Daily Analyst Recommendations
A number of key analysts, polled by FactSet, shared their views about the current stock momentum. The forecast of 1 surveyed investment analysts covering the stock advises investors to Buy stake in the company. At present, 1 analysts call it Sell, while 15 think it is Hold. Recently, analysts have updated the overall rating to 3.04. 5 analysts recommended Overweight these shares while 6 recommended Underweight, according to FactSet data.

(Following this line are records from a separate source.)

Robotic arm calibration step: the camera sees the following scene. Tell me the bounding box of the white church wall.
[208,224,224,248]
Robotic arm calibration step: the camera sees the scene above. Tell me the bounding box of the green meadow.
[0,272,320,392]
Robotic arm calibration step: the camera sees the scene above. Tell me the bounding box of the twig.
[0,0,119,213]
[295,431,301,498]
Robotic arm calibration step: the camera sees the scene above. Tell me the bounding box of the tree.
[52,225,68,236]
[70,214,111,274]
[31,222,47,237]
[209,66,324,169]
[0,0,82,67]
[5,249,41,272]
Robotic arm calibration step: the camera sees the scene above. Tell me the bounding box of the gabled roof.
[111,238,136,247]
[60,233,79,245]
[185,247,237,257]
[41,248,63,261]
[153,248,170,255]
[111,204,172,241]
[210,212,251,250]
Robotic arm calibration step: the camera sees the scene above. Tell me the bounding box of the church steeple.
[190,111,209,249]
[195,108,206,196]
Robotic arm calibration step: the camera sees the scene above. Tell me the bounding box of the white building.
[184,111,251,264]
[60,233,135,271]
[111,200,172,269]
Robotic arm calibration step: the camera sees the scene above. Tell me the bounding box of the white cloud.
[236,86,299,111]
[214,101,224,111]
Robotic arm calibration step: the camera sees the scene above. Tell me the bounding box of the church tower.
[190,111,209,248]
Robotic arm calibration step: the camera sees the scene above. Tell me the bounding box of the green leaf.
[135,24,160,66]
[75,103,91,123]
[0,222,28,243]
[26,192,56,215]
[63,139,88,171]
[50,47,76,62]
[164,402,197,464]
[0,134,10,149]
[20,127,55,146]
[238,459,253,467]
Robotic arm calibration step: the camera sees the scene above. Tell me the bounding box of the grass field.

SK Telecom Co., Ltd. (NYSE:SKM) is worth US$16.95 Billion and has recently fallen -0.08% to US$23.54. The latest exchange of 0.42 Million shares is below its average trading activity of 468.24 Million shares. The day began at US$23.56 but the price moved to US$23.4 at one point during the trading and finally capitulating to a session high of US$23.56. The stock tapped a 52-week high of US$28.97 while the mean 12-month price target for the shares is US$32.6.
Currently, the stock carries a price to earnings ratio of 6.22, a price to book ratio of 0.85, and a price to sales ratio of 1.09. For the past 5 years, the company’s revenue has grown 1.2%, while the company’s earnings per share has grown 15%. With an institutional ownership near 11.8%, it carries an earnings per share ratio of 3.78.